Talking more broadly, we have the budget proposal that small businesses will have a tax reduction from 30 to 28 per cent, in advance of the rest of the corporate sector. We have the instant write-off for assets under $5,000; a 50 per cent tax discount for the first $1,000 of interest deposits, whether in banks, credit unions or building societies; and the introduction of a standard tax deduction scheme to make it more simple for the average taxpayer. Most importantly, there is a significant improvement in superannuation earnings in the long term for Australians, with estimates that a 30-year-old will gain an extra $100,000 by this change. These measures, of course, cannot be funded unless there is the successful introduction of the proposed resources tax.

It is 30 years since the courts in this country decided that offshore property belonged to the Commonwealth and not to the states. That court case is a reminder to us that these materials belong to the Australian people, the Australian taxpayers. It is also a reminder to us that these mining companies will exploit the most available resources in the first period. Those that are less available will be looked at later. We are now in the most productive and profitable time for some of these mines. The time is now for the Australian people to claim a reasonable return with regard to the extraction of this resource that is owned by them.

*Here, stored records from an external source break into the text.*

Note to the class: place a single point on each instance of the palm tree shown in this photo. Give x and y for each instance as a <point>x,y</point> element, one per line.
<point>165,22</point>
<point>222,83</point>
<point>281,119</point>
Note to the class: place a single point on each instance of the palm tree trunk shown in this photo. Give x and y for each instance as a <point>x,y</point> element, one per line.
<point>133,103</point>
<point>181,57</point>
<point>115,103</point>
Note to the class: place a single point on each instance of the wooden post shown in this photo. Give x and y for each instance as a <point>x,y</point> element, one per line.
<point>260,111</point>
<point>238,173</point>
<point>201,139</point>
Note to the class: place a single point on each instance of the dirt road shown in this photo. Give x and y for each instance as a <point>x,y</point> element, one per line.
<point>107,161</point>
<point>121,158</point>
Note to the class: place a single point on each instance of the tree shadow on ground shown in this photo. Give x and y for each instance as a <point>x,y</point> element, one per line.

I want, finally, to turn to the question of health. It is worth noting another initiative by the opposition—the abolition of e-health. It was very interesting to note on 25 May the response of the Minister for Health and Ageing in the House noting that the current Leader of the Opposition as far back as 2003 made the monumentally heroic comment that it would be an indictment against everyone in the health system, including the then existing coalition government, if e-health systems were not introduced in this country. Back in 2007, he thought it would be an indictment if it were not accomplished; now he seeks to abolish it. In the interim, the then health minister made a comment in August 2007:

… my first scripted speech—

I do not know if ‘scripted’ is actually gospel or whether it falls in the middle—

as Health Minister concerned e-health. I stated that an electronic health record, communicated electronically among health care providers, would mean safer, better, more convenient and more efficient health care.

He noted that it was fundamentally important. He said it would be an indictment if it did not happen under his watch. It has not happened. It did not matter, again, that his replacement from the opposition in that portfolio had given the government a commitment that he was in accord and on board to promote the same program. The replacement initially said that it was a very poor reflection on the previous decade—and that included Mr Abbott’s reign—that it had not been accomplished then. Now we see it being abolished despite the fact that it is estimated that two per cent to three per cent of hospital admissions in Australia are linked to medication errors, equating to 190,000 admissions each year, as the minister noted, and costing the Australian taxpayer—when people are so worried about them—in the area of $660 million a year. I commend the budget both on the national front and in regard to what has been accomplished in the electorate of Reid.